ABSTRACT

Since the 1980s, there has been a major (re) focusing of attention in the mathematics education literature, both in policy and research, on the role of the teacher in understanding and implementing educational change. In the area of policy, many new curriculum reforms around the world acknowledge the need for professional development (PD) of teachers as an integral part of school change process. For example, in the United States, the National Council for Teachers of Mathematics (NCTM) published a set of standards for teacher education programs (NCTM, 1989b) and for the PD of teachers (NCTM, 1990) to parallel its earlier standards for curriculum and evaluation (NCTM, 1989a). Although concerns have been raised about the view that these documents “provide the direction, but not the mechanism, for reform in school mathematics” (Brown & Borko, 1992, p. 235), they have been used as the basis for several PD innovations (Aichele & Coxford, 1994). In Australia, the federal government has undertaken a discipline review of teacher education in mathematics and science (Department of Employment, Education and Training, 1986), raising several issues related to initial and continuing education of teachers.
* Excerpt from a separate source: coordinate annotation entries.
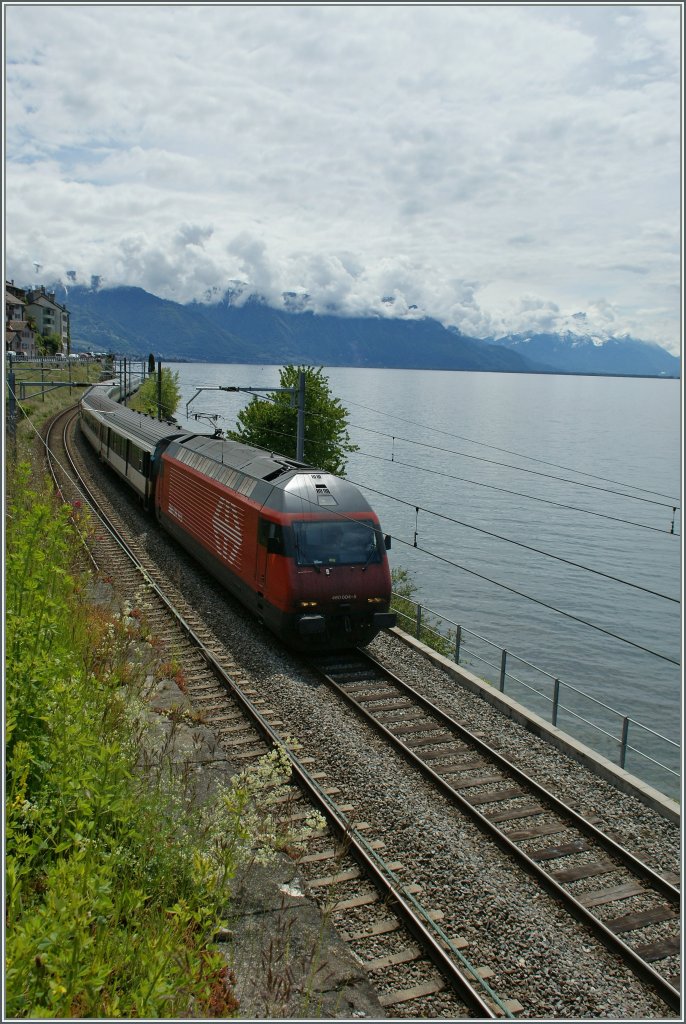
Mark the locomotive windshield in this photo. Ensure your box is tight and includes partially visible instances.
[293,519,384,565]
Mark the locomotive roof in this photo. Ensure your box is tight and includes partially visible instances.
[167,434,372,515]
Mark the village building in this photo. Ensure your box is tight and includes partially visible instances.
[5,281,70,359]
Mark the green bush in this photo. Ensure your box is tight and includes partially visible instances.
[391,566,457,658]
[129,367,181,420]
[5,466,239,1018]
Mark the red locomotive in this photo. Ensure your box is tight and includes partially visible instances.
[81,391,395,649]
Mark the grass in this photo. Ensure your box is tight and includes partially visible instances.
[7,360,112,442]
[5,382,320,1019]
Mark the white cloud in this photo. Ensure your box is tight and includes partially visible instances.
[5,4,680,351]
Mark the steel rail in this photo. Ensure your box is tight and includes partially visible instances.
[307,649,681,1011]
[56,411,505,1020]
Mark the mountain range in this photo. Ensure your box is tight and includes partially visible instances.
[56,285,680,377]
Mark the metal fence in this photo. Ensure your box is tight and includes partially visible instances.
[393,594,681,799]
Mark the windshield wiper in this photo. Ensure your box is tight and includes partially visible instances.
[362,544,377,572]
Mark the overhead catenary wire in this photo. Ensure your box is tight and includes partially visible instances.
[218,397,681,538]
[393,537,681,666]
[357,452,681,537]
[346,399,678,501]
[182,385,681,666]
[346,477,681,604]
[241,387,681,524]
[351,424,678,509]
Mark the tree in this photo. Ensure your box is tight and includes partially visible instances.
[229,365,357,476]
[131,367,181,420]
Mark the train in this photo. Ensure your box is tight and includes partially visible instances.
[79,388,396,651]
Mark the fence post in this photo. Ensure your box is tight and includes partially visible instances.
[501,650,508,693]
[619,718,629,768]
[552,679,560,725]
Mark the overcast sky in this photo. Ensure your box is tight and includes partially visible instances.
[4,3,682,352]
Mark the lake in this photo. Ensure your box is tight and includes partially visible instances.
[168,364,682,795]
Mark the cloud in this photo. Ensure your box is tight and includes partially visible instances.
[5,4,680,350]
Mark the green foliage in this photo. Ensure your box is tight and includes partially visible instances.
[130,367,181,420]
[36,333,61,355]
[5,464,319,1019]
[230,366,357,476]
[391,566,457,658]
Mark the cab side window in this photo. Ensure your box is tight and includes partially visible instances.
[257,519,284,555]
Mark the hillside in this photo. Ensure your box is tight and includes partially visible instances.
[51,285,680,377]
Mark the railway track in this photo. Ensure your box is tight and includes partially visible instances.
[44,410,521,1019]
[308,650,681,1011]
[44,405,679,1017]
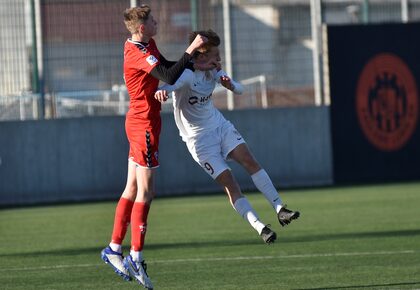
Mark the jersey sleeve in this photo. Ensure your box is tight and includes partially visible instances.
[214,70,244,95]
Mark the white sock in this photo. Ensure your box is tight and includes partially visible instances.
[109,243,122,253]
[233,197,265,234]
[130,250,143,262]
[251,169,283,213]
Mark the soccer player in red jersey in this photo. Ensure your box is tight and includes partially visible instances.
[101,5,215,289]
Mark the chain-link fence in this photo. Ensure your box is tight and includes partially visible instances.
[0,0,420,120]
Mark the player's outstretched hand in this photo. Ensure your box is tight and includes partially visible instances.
[220,76,234,91]
[155,90,168,103]
[185,34,208,55]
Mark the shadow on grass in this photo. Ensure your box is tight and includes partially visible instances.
[0,229,420,258]
[292,282,420,290]
[282,229,420,243]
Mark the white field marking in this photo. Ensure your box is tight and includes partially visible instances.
[0,250,418,272]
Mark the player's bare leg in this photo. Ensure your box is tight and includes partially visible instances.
[216,169,276,244]
[124,166,155,289]
[229,143,300,226]
[101,160,137,281]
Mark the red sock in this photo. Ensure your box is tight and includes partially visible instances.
[131,202,150,251]
[112,197,134,245]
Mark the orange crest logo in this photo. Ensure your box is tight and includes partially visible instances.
[356,53,418,152]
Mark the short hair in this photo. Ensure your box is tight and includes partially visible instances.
[189,29,220,56]
[124,4,151,34]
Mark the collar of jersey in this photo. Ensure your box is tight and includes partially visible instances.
[127,38,149,47]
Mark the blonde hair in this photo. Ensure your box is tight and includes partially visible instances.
[189,29,220,57]
[124,4,151,34]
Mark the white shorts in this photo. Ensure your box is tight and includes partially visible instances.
[186,121,245,179]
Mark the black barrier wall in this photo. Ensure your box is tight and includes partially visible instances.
[327,23,420,183]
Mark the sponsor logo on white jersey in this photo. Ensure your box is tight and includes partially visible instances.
[146,55,158,65]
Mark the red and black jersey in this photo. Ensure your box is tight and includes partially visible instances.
[124,39,161,120]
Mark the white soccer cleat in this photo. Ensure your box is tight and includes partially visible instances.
[123,255,153,290]
[101,246,131,281]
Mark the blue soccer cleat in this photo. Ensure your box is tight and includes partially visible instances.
[123,255,153,290]
[101,246,131,281]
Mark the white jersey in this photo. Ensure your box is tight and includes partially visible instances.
[160,69,243,141]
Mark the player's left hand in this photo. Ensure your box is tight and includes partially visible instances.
[155,90,169,103]
[220,76,234,91]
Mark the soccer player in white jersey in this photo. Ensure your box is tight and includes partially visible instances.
[155,30,299,244]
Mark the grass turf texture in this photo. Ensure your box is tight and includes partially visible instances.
[0,183,420,289]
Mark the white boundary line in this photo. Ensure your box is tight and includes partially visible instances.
[0,250,418,272]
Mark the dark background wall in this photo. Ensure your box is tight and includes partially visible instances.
[327,23,420,183]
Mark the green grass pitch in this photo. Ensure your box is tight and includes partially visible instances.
[0,183,420,290]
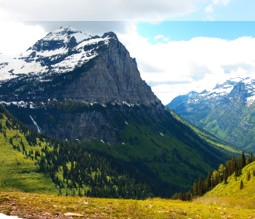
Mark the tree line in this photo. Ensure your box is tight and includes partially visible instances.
[172,151,255,201]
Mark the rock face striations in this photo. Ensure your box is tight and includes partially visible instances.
[0,28,160,142]
[0,28,229,197]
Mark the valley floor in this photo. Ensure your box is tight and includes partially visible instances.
[0,192,255,219]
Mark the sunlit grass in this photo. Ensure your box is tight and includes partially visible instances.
[0,192,255,219]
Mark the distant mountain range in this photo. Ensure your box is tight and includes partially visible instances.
[167,77,255,152]
[0,27,228,197]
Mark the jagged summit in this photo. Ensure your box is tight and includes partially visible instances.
[0,27,161,105]
[167,76,255,152]
[0,27,117,79]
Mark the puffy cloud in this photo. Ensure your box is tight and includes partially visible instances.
[205,0,231,14]
[0,22,46,55]
[119,27,255,104]
[0,0,207,21]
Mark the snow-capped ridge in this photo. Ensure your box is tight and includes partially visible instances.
[0,27,117,81]
[182,76,255,106]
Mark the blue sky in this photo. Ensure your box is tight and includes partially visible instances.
[137,21,255,43]
[0,0,255,104]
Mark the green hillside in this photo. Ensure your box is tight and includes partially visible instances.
[194,162,255,210]
[0,108,56,193]
[205,162,255,199]
[0,104,234,199]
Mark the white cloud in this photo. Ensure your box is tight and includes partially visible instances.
[0,22,255,104]
[0,22,46,55]
[0,0,207,21]
[205,0,231,14]
[119,26,255,104]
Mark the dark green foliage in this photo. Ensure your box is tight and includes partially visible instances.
[240,179,244,189]
[173,152,255,200]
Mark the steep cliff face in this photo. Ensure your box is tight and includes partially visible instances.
[168,77,255,152]
[0,28,160,142]
[0,28,229,197]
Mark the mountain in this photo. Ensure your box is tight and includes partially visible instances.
[0,27,231,197]
[167,77,255,152]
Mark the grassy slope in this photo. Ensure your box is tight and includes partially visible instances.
[0,114,56,193]
[196,162,255,209]
[0,192,255,219]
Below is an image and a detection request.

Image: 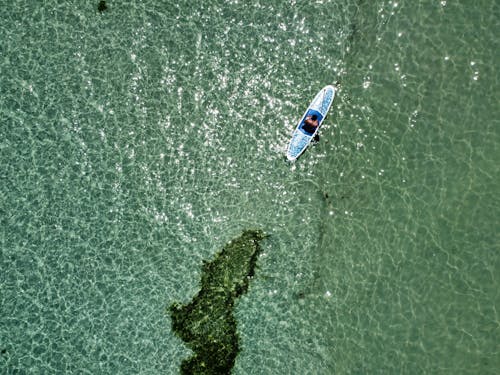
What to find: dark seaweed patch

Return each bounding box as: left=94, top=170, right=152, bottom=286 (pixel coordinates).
left=170, top=230, right=265, bottom=375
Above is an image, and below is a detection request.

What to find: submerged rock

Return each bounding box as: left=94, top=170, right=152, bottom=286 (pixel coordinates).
left=170, top=230, right=265, bottom=375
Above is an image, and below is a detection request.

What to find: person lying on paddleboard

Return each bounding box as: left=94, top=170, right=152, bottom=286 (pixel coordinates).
left=302, top=115, right=319, bottom=133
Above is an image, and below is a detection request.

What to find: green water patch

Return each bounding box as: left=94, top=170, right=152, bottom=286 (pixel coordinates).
left=170, top=230, right=265, bottom=374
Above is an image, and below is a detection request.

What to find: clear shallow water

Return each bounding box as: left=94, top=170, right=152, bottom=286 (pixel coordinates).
left=0, top=1, right=500, bottom=374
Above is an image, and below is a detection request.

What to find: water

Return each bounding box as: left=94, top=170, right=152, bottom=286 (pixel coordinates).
left=0, top=0, right=500, bottom=374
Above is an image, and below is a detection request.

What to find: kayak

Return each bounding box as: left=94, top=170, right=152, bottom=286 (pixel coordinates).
left=286, top=85, right=335, bottom=161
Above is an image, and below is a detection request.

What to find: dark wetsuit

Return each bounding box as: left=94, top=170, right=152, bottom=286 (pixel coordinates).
left=302, top=122, right=318, bottom=134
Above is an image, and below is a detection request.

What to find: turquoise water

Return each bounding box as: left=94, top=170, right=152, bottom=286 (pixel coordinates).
left=0, top=0, right=500, bottom=374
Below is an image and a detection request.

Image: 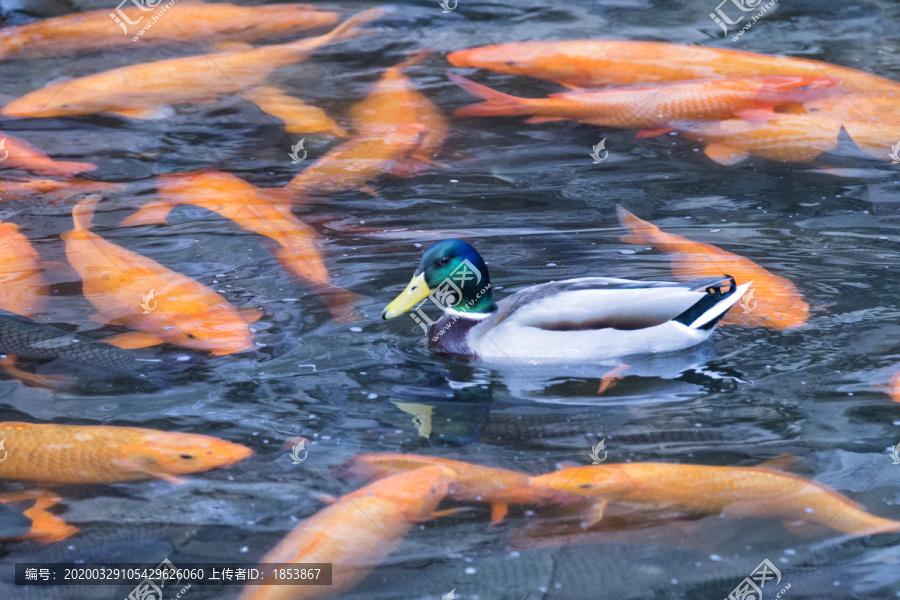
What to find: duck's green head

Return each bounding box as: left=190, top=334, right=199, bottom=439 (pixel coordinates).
left=381, top=240, right=497, bottom=319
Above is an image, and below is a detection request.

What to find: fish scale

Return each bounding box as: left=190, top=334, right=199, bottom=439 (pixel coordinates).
left=239, top=467, right=448, bottom=600
left=531, top=463, right=900, bottom=535
left=448, top=73, right=833, bottom=133
left=0, top=421, right=252, bottom=485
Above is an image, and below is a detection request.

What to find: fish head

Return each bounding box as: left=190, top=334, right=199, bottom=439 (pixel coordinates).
left=362, top=466, right=454, bottom=521
left=529, top=465, right=627, bottom=496
left=168, top=308, right=253, bottom=356
left=0, top=81, right=108, bottom=117
left=121, top=431, right=253, bottom=476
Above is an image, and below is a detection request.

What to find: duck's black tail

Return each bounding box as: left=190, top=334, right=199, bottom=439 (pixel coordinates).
left=672, top=275, right=753, bottom=330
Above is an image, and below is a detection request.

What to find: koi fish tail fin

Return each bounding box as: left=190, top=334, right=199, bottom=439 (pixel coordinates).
left=616, top=205, right=662, bottom=246
left=72, top=194, right=103, bottom=231
left=447, top=73, right=536, bottom=117
left=119, top=200, right=175, bottom=227
left=847, top=517, right=900, bottom=536
left=394, top=48, right=434, bottom=69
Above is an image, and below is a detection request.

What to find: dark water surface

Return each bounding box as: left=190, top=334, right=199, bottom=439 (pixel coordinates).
left=0, top=0, right=900, bottom=600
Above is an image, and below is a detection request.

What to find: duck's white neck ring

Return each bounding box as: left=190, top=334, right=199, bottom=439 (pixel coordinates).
left=444, top=308, right=494, bottom=321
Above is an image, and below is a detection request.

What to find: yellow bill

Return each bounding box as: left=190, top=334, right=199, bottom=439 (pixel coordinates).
left=381, top=273, right=431, bottom=319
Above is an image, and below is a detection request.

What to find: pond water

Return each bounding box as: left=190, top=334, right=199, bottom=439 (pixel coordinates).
left=0, top=0, right=900, bottom=600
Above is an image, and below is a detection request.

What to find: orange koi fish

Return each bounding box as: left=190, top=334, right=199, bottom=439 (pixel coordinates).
left=0, top=421, right=253, bottom=485
left=247, top=86, right=349, bottom=138
left=0, top=133, right=97, bottom=177
left=0, top=8, right=383, bottom=119
left=350, top=52, right=448, bottom=177
left=887, top=372, right=900, bottom=402
left=669, top=111, right=841, bottom=165
left=447, top=40, right=900, bottom=95
left=448, top=73, right=834, bottom=137
left=0, top=223, right=50, bottom=317
left=119, top=171, right=355, bottom=321
left=346, top=454, right=578, bottom=524
left=616, top=206, right=809, bottom=329
left=284, top=123, right=426, bottom=201
left=0, top=2, right=339, bottom=58
left=532, top=463, right=900, bottom=535
left=61, top=196, right=259, bottom=356
left=0, top=490, right=78, bottom=544
left=239, top=467, right=449, bottom=600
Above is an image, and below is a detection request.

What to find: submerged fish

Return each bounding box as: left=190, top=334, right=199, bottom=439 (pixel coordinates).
left=0, top=177, right=122, bottom=204
left=247, top=86, right=350, bottom=138
left=347, top=454, right=577, bottom=524
left=0, top=490, right=78, bottom=544
left=120, top=171, right=356, bottom=320
left=0, top=222, right=50, bottom=317
left=61, top=197, right=260, bottom=356
left=0, top=421, right=253, bottom=485
left=669, top=111, right=841, bottom=165
left=0, top=310, right=146, bottom=388
left=0, top=8, right=383, bottom=119
left=0, top=1, right=338, bottom=58
left=239, top=467, right=448, bottom=600
left=617, top=206, right=809, bottom=329
left=447, top=40, right=900, bottom=97
left=532, top=463, right=900, bottom=535
left=350, top=52, right=448, bottom=177
left=0, top=137, right=97, bottom=177
left=284, top=123, right=426, bottom=201
left=448, top=73, right=837, bottom=137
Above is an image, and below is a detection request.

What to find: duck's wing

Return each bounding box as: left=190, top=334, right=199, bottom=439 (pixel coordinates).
left=484, top=277, right=739, bottom=331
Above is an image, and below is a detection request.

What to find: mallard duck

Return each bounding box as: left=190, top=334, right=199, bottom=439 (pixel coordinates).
left=381, top=239, right=753, bottom=364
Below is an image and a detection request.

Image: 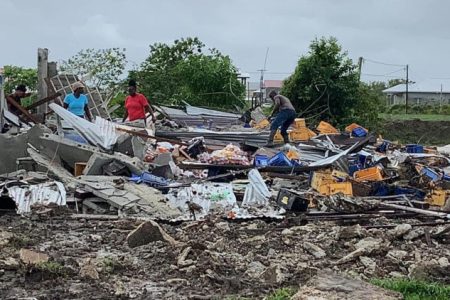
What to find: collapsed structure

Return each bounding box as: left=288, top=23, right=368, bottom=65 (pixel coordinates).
left=0, top=49, right=450, bottom=298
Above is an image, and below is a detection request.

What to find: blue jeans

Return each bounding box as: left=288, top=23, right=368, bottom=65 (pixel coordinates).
left=270, top=109, right=296, bottom=134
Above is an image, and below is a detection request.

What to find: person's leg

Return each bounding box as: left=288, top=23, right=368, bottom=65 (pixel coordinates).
left=280, top=110, right=296, bottom=144
left=267, top=112, right=284, bottom=146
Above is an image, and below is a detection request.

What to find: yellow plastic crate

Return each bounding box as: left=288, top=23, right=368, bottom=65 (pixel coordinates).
left=353, top=166, right=383, bottom=182
left=294, top=118, right=306, bottom=129
left=317, top=121, right=339, bottom=134
left=327, top=182, right=353, bottom=196
left=345, top=123, right=368, bottom=132
left=425, top=190, right=450, bottom=207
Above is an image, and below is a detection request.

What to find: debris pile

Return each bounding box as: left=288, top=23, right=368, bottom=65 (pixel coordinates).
left=0, top=98, right=450, bottom=299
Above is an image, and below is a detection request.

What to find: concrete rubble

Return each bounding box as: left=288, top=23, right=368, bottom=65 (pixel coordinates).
left=0, top=103, right=450, bottom=299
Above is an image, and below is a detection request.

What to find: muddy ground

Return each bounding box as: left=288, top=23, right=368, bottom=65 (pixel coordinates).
left=0, top=209, right=450, bottom=299
left=379, top=120, right=450, bottom=145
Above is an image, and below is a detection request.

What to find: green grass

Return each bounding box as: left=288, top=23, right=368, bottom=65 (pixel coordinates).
left=371, top=279, right=450, bottom=300
left=379, top=113, right=450, bottom=121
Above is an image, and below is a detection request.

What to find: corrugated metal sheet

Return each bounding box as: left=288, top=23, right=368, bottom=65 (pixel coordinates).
left=6, top=181, right=66, bottom=214
left=49, top=103, right=119, bottom=149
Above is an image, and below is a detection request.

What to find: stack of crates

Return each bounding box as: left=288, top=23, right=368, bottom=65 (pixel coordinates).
left=311, top=171, right=353, bottom=196
left=353, top=166, right=383, bottom=182
left=289, top=118, right=316, bottom=142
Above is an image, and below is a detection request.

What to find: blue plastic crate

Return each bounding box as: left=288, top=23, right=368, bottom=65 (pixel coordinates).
left=268, top=152, right=292, bottom=167
left=254, top=154, right=269, bottom=168
left=129, top=172, right=169, bottom=187
left=406, top=144, right=423, bottom=153
left=420, top=167, right=441, bottom=181
left=352, top=127, right=367, bottom=137
left=348, top=164, right=361, bottom=176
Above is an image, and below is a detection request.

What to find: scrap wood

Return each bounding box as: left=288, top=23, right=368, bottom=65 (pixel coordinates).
left=116, top=128, right=188, bottom=146
left=381, top=202, right=450, bottom=219
left=25, top=93, right=61, bottom=110
left=6, top=96, right=40, bottom=124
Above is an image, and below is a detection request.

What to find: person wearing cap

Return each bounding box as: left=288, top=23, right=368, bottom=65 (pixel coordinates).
left=64, top=82, right=92, bottom=122
left=6, top=84, right=31, bottom=116
left=267, top=91, right=296, bottom=146
left=122, top=80, right=156, bottom=123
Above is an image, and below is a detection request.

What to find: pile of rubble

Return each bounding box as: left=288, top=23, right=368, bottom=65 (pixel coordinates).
left=0, top=104, right=450, bottom=299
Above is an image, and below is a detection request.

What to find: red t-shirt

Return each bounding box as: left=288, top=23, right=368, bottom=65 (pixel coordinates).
left=125, top=93, right=149, bottom=121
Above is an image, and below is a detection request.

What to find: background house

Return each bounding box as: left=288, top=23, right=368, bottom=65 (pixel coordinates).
left=383, top=80, right=450, bottom=105
left=264, top=80, right=283, bottom=99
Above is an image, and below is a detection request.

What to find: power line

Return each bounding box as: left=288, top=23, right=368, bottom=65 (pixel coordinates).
left=363, top=58, right=405, bottom=67
left=361, top=68, right=405, bottom=77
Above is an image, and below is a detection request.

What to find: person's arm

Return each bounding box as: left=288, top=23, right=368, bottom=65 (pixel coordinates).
left=63, top=95, right=70, bottom=109
left=140, top=95, right=156, bottom=123
left=122, top=108, right=128, bottom=123
left=269, top=96, right=280, bottom=119
left=144, top=105, right=156, bottom=123
left=84, top=104, right=92, bottom=122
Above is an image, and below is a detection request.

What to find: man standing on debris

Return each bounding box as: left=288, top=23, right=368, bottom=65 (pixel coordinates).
left=267, top=91, right=296, bottom=146
left=6, top=84, right=31, bottom=116
left=122, top=80, right=156, bottom=123
left=64, top=82, right=92, bottom=122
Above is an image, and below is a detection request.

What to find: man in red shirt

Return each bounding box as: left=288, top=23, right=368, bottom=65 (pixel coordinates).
left=122, top=80, right=156, bottom=123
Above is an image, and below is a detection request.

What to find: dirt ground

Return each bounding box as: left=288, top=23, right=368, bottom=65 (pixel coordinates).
left=0, top=209, right=450, bottom=299
left=380, top=120, right=450, bottom=145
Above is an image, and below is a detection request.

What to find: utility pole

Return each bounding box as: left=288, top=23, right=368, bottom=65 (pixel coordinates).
left=405, top=65, right=409, bottom=114
left=358, top=56, right=363, bottom=80
left=0, top=70, right=6, bottom=130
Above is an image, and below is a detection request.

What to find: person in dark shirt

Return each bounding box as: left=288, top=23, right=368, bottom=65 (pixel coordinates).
left=6, top=84, right=31, bottom=116
left=267, top=91, right=296, bottom=146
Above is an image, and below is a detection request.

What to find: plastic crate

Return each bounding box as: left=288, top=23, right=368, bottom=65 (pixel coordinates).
left=406, top=144, right=423, bottom=153
left=352, top=127, right=367, bottom=137
left=268, top=152, right=292, bottom=167
left=277, top=189, right=309, bottom=211
left=353, top=166, right=383, bottom=182
left=254, top=154, right=269, bottom=168
left=317, top=121, right=339, bottom=134
left=294, top=118, right=306, bottom=129
left=345, top=123, right=368, bottom=133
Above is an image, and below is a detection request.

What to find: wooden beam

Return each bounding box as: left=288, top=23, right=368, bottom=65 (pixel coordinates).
left=6, top=96, right=40, bottom=124
left=116, top=128, right=188, bottom=146
left=25, top=93, right=61, bottom=110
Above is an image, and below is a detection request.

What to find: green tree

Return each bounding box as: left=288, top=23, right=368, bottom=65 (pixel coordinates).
left=3, top=66, right=38, bottom=94
left=134, top=37, right=245, bottom=108
left=59, top=48, right=127, bottom=92
left=282, top=37, right=364, bottom=125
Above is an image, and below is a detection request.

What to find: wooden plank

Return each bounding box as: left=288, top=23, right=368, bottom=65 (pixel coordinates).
left=6, top=96, right=40, bottom=124
left=25, top=93, right=61, bottom=110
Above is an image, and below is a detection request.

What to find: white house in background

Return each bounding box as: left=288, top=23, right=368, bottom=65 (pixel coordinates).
left=383, top=80, right=450, bottom=105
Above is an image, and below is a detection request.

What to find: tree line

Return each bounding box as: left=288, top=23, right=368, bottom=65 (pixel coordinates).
left=0, top=37, right=398, bottom=126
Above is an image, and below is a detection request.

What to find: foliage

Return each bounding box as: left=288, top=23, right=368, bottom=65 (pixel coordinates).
left=3, top=66, right=38, bottom=106
left=372, top=279, right=450, bottom=300
left=281, top=37, right=361, bottom=124
left=266, top=288, right=296, bottom=300
left=59, top=48, right=127, bottom=90
left=108, top=92, right=126, bottom=118
left=35, top=261, right=67, bottom=276
left=9, top=234, right=33, bottom=249
left=134, top=38, right=245, bottom=108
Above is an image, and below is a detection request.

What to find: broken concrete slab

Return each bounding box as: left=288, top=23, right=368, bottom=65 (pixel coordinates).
left=19, top=248, right=49, bottom=265
left=302, top=242, right=327, bottom=258
left=127, top=221, right=179, bottom=248
left=80, top=258, right=100, bottom=280
left=83, top=152, right=145, bottom=175
left=0, top=125, right=50, bottom=174
left=291, top=271, right=403, bottom=300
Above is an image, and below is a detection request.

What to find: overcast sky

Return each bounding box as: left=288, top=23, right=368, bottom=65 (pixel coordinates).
left=0, top=0, right=450, bottom=81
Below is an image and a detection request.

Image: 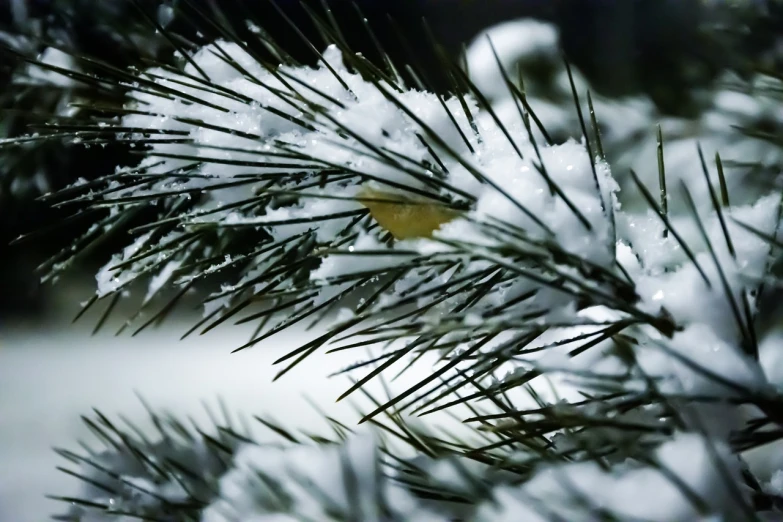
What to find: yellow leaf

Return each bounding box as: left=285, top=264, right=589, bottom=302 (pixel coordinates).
left=358, top=188, right=461, bottom=239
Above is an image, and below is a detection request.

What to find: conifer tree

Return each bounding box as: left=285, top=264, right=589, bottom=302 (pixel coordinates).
left=3, top=0, right=783, bottom=522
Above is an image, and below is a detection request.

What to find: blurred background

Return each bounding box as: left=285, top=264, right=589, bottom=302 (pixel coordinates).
left=0, top=0, right=783, bottom=522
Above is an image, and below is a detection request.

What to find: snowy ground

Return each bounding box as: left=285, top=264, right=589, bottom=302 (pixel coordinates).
left=0, top=284, right=454, bottom=522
In Mexico, the Development of Education Program (Poder Ejectivo Federal, 1996) clearly identifies the concern of the government to strengthen basic, or compulsory, education by focusing attention on schools as places for developing effective teaching and as special places for the PD of teachers. The Program asserts that educational change is only effective if it starts from the agents of education—that is, the teachers—themselves. According to the document, teachers are seen as “essential agents in the dynamics of quality, for whom special attention should be given to their social, cultural and material conditions” (p. 13). Hence, the Program establishes teacher training and development as areas of priority and calls for a re-assessment of the social role of the teacher in the whole educational system.